Subsequent to the Federal approval and in line with agreements with firm shippers, Trans Mountain provided a final cost estimate and amended tolls for its shippers. Shippers had the option to keep their volume commitments or refuse them and pay their share of development costs incurred to date.

Kinder Morgan’s final cost estimate and increased tolls indicate that the updated project cost in now $7.4 billion CAD. A number of factors might have been responsible for the increase in project cost. These are likely to include costs related to the NEB’s 157 Conditions and project changes as a result of public feedback, such as thicker pipe wall, additional drilled crossings in environmentally sensitive areas and the Burnaby Mountain tunnel.

Since the release of the final cost estimates and revised tolls, some existing and prospective shippers have picked up capacity from other shippers. The net result of that process is the net drop of only 22,000 barrels per day or 3% of the earlier committed barrels.

Those barrels will be made available, on the same terms as the existing commitments, to the market in an open season beginning on Mar 9. An open season is a commonly used commercial process that enables customers to secure space on the pipeline. In this open season, the only space available will be the 22,000 barrels per day of capacity turned back, as the remaining 97% of the firm volumes are under contract with existing or new shippers.

Subsequent steps for the project comprise arranging acceptable financing and a final investment decision by Kinder Morgan. Construction is scheduled to commence in fall 2017 and the project is likely to have an in-service date in late 2019.

Kinder Morgan’s price chart reveals that its shares have underperformed the Zacks categorized Oil & Gas-Production/Pipeline industry in the last one month. Kinder Morgan shares have lost 5.6%, whereas the broader market decreased 4.1%.

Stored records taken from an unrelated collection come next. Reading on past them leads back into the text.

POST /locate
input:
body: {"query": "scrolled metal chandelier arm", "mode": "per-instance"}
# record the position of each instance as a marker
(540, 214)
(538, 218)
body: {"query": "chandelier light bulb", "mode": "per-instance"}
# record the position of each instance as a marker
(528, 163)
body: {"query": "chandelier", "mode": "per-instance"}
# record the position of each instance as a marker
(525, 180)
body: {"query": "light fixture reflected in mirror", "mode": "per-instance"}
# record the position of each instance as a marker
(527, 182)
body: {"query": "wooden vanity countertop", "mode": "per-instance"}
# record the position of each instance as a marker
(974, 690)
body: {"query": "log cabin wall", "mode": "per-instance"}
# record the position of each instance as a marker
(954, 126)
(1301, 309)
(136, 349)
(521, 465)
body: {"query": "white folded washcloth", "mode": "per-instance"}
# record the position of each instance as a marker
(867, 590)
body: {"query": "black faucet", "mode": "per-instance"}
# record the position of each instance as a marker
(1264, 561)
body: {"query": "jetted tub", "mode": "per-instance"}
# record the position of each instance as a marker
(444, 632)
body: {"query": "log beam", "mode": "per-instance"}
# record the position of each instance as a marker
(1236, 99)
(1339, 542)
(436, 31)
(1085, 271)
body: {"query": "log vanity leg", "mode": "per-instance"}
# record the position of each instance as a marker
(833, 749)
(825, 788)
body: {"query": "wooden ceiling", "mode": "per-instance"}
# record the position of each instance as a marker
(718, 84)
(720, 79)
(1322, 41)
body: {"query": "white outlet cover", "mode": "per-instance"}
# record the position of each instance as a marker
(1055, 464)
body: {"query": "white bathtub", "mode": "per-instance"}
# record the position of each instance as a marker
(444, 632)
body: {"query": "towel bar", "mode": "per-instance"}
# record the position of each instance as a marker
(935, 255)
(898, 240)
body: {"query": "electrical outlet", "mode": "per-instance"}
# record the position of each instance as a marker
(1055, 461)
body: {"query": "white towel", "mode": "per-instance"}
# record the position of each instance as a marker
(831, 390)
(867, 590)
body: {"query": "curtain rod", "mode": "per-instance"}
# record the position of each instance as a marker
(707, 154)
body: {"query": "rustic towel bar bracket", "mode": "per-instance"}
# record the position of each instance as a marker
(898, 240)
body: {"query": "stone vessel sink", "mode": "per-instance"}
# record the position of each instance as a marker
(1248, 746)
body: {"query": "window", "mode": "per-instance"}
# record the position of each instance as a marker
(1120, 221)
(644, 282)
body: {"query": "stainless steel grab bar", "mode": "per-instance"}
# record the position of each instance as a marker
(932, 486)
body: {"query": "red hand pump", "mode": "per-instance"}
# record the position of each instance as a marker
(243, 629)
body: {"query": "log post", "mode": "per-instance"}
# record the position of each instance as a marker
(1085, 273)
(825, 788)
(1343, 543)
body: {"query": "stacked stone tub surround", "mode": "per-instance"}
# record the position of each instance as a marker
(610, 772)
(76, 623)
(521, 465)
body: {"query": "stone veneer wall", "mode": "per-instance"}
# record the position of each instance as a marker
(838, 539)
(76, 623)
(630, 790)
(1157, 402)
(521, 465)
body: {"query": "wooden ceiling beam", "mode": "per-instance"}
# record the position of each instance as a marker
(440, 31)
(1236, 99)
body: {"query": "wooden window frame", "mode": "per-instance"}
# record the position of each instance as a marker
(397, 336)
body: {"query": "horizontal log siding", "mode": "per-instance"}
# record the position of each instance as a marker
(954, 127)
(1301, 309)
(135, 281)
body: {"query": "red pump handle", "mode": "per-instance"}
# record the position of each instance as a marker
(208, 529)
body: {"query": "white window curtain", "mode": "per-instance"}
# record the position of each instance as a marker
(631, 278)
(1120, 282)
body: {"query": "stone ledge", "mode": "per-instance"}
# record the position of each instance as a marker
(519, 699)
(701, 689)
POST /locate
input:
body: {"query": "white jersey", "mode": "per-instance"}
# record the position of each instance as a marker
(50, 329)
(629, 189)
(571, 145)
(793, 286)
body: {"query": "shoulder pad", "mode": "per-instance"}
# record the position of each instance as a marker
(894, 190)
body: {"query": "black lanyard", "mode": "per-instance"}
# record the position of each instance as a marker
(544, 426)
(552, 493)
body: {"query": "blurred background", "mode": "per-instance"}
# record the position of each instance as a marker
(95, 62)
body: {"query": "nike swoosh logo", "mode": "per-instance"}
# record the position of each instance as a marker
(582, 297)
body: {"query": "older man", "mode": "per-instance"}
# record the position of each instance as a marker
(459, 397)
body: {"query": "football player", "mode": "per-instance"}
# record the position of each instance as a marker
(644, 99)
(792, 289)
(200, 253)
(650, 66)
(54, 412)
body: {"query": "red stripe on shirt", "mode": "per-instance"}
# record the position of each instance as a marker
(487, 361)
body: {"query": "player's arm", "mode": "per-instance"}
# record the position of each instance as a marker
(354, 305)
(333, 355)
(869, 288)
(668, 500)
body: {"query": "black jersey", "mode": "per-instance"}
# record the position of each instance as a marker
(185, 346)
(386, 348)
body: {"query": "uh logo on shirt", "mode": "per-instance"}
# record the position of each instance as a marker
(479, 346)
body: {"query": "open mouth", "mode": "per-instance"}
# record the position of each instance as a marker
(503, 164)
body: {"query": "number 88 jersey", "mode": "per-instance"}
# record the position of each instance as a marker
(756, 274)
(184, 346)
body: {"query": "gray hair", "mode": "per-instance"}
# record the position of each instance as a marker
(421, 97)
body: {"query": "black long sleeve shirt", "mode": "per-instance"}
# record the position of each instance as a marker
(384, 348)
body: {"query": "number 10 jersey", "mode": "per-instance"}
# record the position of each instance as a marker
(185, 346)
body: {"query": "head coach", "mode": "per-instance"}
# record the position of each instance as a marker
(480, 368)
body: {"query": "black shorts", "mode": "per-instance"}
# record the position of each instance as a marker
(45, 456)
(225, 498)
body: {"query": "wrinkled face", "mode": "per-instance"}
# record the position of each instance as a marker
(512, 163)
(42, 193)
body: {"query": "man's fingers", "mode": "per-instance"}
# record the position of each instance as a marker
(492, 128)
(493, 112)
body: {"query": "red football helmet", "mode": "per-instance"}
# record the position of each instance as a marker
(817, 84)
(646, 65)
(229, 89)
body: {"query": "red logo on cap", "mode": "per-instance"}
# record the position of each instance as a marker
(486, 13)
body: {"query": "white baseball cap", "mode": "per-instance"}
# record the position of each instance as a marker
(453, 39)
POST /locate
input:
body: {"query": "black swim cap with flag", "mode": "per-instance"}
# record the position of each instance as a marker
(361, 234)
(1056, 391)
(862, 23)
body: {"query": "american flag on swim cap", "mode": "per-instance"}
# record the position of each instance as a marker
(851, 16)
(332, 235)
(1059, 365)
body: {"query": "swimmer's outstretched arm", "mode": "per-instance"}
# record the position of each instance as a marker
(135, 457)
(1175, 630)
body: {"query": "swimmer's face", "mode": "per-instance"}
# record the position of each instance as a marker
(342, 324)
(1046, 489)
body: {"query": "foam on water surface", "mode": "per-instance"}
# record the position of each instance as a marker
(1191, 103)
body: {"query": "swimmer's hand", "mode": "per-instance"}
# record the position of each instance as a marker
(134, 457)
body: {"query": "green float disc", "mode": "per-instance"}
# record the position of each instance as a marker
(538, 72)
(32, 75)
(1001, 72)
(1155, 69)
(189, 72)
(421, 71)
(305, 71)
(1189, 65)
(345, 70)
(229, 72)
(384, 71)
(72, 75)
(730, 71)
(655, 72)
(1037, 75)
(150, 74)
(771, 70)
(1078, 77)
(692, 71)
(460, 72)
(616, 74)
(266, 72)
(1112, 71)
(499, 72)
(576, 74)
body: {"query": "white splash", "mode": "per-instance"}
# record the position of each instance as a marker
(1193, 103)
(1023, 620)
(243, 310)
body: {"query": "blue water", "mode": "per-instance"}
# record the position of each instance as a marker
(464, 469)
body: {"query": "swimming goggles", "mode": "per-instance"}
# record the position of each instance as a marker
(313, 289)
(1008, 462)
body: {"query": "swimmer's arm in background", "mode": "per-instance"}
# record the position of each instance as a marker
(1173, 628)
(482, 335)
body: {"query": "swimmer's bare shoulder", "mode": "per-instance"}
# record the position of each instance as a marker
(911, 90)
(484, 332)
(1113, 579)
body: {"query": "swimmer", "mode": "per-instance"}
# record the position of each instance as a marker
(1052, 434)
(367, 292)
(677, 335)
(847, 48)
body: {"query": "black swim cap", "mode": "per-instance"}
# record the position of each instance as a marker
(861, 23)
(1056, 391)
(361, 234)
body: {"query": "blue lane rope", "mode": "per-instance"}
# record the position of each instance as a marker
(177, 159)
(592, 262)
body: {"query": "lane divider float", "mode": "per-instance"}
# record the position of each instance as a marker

Investors interested in the same space can consider Pioneer Natural Resources Company (PXD - Free Report) , Crescent Point Energy Corp. (CPG - Free Report) and Cenovus Energy Inc. (CVE - Free Report) .

Pioneer Natural Resources posted a positive earnings surprise of 63.33% in the preceding quarter. It had an average positive earnings surprise of 21.86% in the four trailing quarters.

Crescent Point Energy posted a positive earnings surprise of 244.44% in the preceding quarter. It beat estimates in all the four trailing quarters with an average positive earnings surprise of 127.16%.

Cenovus Energy posted a positive earnings surprise of 583.33% in the preceding quarter. It beat estimates in two of the four trailing quarters with an average positive earnings surprise of 74.89%.